Quoting Bill Proudman in How to Make White Males Understand, “Many business leaders, especially white men, view diversity as a problem to solve or a set of strategies to implement. This approach overlooks the leaders’ personal role.” Worse still, “Often they (white males) are unaware they have a culture that others must negotiate.”
What is the impact of these realities? In many cases, a continuation of the status quo. The status quo is not smart business, especially in what is now a global workforce competing for skilled talent.
There are plenty of stories about this impact. Here’s a few:
Firms Hail New Chiefs of Diversity Includes the story of a law firm that had a problem retaining professionals of color only to find out that, “Without any rigid structures in place, the firm’s majority—white male attorneys—were unconsciously choosing to partner with other white male colleagues on assignments.”
Silicon Valley Boot Camp Aims to Boost Diversity In 2012, 1% of technology entrepreneurs were black, and only 8% of tech companies were founded by women. Here are some of the reasons given voice in the article:
“They’ve never seen a successful black entrepreneur, so it’s hard for them to envision it. But then, they do exist … it’s just a mess.”

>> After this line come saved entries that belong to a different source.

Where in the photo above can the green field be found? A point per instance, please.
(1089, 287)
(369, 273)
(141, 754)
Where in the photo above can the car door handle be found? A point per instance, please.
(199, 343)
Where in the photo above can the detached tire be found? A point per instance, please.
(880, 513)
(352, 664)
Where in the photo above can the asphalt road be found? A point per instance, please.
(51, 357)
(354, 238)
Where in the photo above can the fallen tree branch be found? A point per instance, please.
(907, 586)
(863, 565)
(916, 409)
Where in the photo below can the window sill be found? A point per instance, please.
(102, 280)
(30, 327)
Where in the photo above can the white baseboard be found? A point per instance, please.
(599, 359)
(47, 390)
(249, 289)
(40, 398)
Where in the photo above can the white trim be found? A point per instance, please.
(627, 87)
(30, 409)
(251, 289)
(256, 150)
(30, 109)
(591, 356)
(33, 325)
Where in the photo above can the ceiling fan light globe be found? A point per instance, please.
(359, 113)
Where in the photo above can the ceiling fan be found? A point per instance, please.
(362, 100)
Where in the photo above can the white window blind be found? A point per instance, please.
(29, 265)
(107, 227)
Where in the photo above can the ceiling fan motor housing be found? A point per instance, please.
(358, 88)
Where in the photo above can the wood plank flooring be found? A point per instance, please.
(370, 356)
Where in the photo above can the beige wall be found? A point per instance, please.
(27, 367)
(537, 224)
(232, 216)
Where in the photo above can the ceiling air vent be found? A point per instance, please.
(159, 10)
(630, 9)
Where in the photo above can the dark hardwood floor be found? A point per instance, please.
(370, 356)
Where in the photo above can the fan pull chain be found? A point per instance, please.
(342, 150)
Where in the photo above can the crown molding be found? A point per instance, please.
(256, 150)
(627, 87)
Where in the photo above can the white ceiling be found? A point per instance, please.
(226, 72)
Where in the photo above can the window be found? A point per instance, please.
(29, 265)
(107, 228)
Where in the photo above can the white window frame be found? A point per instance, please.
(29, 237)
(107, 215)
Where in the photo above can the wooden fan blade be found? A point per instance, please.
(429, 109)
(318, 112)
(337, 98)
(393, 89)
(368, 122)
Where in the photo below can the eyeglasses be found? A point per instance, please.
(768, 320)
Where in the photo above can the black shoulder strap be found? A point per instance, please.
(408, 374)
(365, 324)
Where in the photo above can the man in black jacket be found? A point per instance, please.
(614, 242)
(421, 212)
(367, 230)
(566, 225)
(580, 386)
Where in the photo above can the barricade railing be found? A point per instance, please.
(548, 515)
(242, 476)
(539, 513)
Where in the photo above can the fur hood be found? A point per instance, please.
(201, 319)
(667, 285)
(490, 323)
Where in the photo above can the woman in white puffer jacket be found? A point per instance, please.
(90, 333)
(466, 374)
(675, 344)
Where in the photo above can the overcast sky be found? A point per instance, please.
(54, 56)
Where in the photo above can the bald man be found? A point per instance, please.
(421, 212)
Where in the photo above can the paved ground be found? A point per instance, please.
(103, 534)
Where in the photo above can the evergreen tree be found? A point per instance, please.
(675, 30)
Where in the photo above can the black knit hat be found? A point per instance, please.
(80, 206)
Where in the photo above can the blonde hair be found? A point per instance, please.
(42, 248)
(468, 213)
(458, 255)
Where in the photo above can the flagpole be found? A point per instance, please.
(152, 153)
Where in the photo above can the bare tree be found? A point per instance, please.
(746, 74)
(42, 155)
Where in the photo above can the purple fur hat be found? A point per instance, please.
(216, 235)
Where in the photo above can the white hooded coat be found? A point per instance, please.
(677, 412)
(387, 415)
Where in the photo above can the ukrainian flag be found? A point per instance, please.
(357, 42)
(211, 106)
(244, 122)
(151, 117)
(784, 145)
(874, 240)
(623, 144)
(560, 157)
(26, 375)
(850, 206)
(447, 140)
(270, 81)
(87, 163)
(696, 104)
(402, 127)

“People tend to help people who look like them and who come from similar backgrounds. It’s largely subconscious.” (This reality is support by the recently released research, Blindspot: Hidden Biases of Good People).
Focusing just on gender for a moment, consider the impact of the following statistics. We know that since the 1980’s women now make up more than 50% of U.S. college campuses. Looking at more recent numbers:
about 58% of US college undergraduates are women, with some campuses 70%
women represent 51% of PhDs, 51% of business school applicants, 67% of college graduates
and in 2012, more than 70% of Valedictorians in the US
Yet according to Tracking Changes in Women’s Corporate Roles women in the Fortune 500 world currently make up only:
4.2% of CEOs
11.5% of CFOs
11.8% of Directors *(this statistic has risen less than 2 percent since 2009)
What happened to all that talent? Here’s a story behind the story, revealed to me by a senior HR manager a couple of weeks ago: “68% of our talent pool for potential managers were women, yet 70% of our managers were men. Couldn’t crack that number. Come to find out that we had male supervisors who were making statements to women like, Oh you probably don’t want to think about a manager’s role given you having a family and all that entails.”
What are business solutions that can disrupt this kind of status quo? Organizations need to define and implement initiatives across the full scope of diversity and inclusion work.
On the “systems” end of the work, companies like Banco Bilbao Vizcaya Argentaria (BBVA), Duke Energy, and CEMEX have devised ways to neutralize biases in talent management decisions. Regarding the “personal role” that business leaders, especially white men need to take, Bill Proudman’s article includes testimonials by Lee Tschanz, vice president for North American Sales at Rockwell Automation, and Paul Steffen, Vice President of Agencies at Northwestern Mutual.
All worth reading, all worth the disruption.